2011 Annual Report
1a.Objectives (from AD-416)
Objective 1: Investigate geographical differences in morbidity and mortality from Nosema sp., including interactions with other biotic and abiotic challenges in full colony studies in stationary location in Weslaco, TX.
(This objective is a part of a larger experiment conducted in a number of different locations throughout the United States).
Objective 2: Determine individual bee morbidity and mortality from Nosema sp., including interactions with other biotic and abiotic challenges using caged studies.
Objective 3: Investigate the honey bee defense pathways against microbial pathogens.
Objective 4: Develop diagnostic tools for field and laboratory detection and monitoring of honey bees diseases (Nosema ceranae).
1b.Approach (from AD-416)
A new apiary will be established to conduct Grand Experiment study described in "Biotic threats" section. Thirty honey bee colonies will be maintained at Weslaco, TX, site by the Research Unit personnel. Bee samples will be collected bi-weekly and stored in -80 C; pollen samples will be collected on a monthly basis and shipped to collaborators for pesticide residue analysis.

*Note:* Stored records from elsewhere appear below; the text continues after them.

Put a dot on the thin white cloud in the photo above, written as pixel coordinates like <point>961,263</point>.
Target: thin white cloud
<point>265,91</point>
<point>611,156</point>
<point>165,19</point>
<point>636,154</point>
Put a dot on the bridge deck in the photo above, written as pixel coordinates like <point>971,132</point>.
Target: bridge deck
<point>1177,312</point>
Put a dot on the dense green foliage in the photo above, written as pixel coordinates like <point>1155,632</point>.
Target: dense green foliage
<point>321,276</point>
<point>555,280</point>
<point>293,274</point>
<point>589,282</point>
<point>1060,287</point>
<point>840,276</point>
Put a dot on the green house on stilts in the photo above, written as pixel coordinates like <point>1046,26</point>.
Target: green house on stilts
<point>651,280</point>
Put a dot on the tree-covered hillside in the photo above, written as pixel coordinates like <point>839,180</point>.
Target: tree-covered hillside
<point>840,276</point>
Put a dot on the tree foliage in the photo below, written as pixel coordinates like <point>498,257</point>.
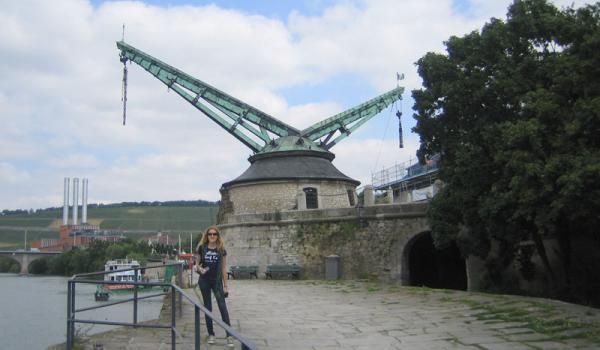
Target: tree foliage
<point>514,111</point>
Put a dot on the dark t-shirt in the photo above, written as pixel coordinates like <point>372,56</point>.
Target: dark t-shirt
<point>212,260</point>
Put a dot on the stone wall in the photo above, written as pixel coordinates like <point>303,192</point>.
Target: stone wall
<point>273,196</point>
<point>369,241</point>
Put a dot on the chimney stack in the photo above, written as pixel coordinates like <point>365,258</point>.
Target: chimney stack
<point>84,201</point>
<point>66,201</point>
<point>75,199</point>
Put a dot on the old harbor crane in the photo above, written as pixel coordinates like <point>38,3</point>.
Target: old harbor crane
<point>290,168</point>
<point>257,130</point>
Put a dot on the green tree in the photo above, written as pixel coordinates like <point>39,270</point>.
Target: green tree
<point>514,111</point>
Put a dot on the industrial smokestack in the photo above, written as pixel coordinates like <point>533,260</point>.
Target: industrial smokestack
<point>66,201</point>
<point>84,201</point>
<point>75,199</point>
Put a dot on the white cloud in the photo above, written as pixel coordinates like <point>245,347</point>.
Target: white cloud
<point>10,175</point>
<point>74,161</point>
<point>60,90</point>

Cage Experiment: Nosema ceranae infection study will be conducted in Weslaco in collaboration with Dr. Webster, Kentucky State University. Bees will be infected with different biotypes of N. ceranae in cages. Honey bee samples will be collected at the different stages as the disease progresses to determine the differential gene expression in response to infection. Bee samples collected from the cage infection study will be analyzed using quantitative PCR (qRT-PCR) to estimate the differences in the level of bee immune responses between Nosema-infected and healthy bees. Infection of bees with N. cerana will be confirmed using DNA-base method and microscopic observation of the dissected bees.

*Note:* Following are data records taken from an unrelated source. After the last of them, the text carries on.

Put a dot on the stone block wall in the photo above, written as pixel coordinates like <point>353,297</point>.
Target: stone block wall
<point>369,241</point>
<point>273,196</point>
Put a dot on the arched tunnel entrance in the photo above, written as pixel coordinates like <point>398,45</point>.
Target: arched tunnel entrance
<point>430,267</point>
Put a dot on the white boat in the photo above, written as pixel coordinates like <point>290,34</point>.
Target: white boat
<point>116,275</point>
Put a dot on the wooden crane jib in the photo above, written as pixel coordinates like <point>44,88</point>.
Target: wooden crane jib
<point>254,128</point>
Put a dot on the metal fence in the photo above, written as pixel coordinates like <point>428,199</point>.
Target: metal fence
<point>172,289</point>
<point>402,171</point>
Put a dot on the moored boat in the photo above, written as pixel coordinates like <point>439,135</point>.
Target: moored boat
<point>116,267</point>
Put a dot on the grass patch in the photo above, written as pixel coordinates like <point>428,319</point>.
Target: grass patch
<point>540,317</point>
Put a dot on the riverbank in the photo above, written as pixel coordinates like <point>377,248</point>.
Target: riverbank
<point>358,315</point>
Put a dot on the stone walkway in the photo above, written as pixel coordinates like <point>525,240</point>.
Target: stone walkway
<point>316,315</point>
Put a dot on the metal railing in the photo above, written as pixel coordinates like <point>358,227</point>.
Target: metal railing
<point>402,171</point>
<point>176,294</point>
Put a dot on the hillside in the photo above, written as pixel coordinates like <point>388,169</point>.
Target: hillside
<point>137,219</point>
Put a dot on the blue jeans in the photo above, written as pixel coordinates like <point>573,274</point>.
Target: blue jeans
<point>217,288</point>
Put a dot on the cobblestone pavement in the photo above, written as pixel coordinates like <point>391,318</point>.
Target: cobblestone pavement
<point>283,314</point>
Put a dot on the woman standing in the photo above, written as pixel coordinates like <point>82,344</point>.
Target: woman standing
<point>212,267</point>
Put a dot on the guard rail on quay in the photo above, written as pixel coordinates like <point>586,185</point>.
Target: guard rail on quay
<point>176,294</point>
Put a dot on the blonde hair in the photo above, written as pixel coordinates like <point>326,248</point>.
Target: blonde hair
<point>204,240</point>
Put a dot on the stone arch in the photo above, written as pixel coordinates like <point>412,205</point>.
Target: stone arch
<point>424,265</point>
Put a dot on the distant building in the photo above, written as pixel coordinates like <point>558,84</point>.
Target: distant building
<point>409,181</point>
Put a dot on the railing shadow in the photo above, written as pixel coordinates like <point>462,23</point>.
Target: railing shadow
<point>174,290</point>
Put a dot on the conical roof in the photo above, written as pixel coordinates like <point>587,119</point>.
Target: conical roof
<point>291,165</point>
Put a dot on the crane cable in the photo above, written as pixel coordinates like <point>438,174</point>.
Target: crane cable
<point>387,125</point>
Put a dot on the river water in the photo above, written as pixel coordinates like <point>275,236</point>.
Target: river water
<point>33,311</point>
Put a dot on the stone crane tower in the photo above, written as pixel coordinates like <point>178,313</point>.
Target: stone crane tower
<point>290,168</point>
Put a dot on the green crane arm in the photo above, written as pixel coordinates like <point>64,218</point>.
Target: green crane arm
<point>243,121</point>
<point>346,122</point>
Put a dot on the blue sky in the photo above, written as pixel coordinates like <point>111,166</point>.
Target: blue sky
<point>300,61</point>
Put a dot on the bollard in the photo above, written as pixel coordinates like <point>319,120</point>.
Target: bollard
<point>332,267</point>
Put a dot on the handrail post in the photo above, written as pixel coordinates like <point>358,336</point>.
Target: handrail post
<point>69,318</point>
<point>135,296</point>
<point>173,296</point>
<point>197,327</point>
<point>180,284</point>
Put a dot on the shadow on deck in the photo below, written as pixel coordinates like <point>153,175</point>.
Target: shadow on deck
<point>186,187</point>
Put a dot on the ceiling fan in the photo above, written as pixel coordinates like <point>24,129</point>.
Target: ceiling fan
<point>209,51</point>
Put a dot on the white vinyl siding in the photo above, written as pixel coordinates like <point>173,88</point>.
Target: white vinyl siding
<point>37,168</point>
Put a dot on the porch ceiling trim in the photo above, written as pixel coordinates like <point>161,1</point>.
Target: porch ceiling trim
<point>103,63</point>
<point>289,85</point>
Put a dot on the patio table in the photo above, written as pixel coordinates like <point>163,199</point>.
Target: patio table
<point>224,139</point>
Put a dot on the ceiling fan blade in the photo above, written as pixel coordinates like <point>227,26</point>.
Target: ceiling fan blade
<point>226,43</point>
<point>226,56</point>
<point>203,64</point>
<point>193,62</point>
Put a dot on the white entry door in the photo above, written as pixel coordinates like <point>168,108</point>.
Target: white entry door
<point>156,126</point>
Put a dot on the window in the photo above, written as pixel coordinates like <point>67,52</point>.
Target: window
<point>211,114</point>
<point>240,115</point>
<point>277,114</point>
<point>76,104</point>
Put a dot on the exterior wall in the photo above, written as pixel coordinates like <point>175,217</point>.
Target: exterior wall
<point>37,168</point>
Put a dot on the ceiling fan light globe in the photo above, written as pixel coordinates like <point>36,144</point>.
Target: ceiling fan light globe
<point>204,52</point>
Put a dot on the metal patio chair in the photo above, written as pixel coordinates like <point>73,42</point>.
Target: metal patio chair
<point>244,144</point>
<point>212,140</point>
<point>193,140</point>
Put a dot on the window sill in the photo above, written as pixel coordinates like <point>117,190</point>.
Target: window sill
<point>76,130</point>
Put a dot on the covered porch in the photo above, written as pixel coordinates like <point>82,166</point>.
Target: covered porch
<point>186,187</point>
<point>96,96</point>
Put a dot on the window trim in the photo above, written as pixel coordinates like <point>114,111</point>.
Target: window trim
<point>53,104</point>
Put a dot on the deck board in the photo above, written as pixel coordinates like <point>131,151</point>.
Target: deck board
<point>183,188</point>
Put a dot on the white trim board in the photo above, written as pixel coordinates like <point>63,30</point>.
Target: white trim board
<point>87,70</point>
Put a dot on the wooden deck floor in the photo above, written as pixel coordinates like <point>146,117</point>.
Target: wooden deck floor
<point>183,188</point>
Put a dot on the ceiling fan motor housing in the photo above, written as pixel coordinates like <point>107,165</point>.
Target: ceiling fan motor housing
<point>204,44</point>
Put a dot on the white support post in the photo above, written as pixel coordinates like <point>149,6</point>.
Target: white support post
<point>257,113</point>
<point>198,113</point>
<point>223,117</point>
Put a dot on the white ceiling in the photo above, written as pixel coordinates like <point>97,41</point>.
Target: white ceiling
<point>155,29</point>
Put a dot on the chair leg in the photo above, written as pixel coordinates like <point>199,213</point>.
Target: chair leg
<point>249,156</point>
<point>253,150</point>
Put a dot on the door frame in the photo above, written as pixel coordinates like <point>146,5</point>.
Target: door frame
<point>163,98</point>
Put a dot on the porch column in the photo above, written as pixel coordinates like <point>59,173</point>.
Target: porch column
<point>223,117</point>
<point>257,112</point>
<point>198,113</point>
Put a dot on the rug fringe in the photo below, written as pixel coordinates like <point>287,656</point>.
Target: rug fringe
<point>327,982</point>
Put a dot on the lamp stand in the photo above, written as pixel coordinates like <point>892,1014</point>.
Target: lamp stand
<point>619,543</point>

Dipstick assay: We propose to develop a highly sensitive dipstick test for detection of Nosema infection in bee colonies. The test is based on the antibodies of N. ceranae raised in small animals, and it will be able to detect Nosema antigen in honey bee samples. A dipstick assay will be evaluated and optimized on honey bee samples collected in six different locations in the U.S. Production and marketing of the dipsticks is not included in the scope of this study.
We developed the bioassay methodology for infecting honey bees in small cages using Nosema spores. This new methodology ensures that mortality of caged bees is not associated with the stress due to the handling of newly emerged bees and/or rearing conditions of bees in cages. Following our new infection protocol, we have determined the level of bee mortality for different species of Nosema (N. ceranae vs. N. apis) at a range of concentrations from 50 to 50,000 spores per bee. A high dose of N. apis spores resulted in an increased bee mortality of infected bees recorded during the first and second week post inoculation. This is at least a week earlier than the increase of mortality recorded for N. ceranae-treated bees. However, the levels of bee mortality differ significantly when bees are fed an intermediate concentration of spores (500 spores per bee) producing 70% vs. 50% bee mortality in N. apis vs. N. ceranae treatments, respectively. In general, spore production in bees treated with a high dose of either species of Nosema spores resulted in higher mortality and greater spore production independent of Nosema species.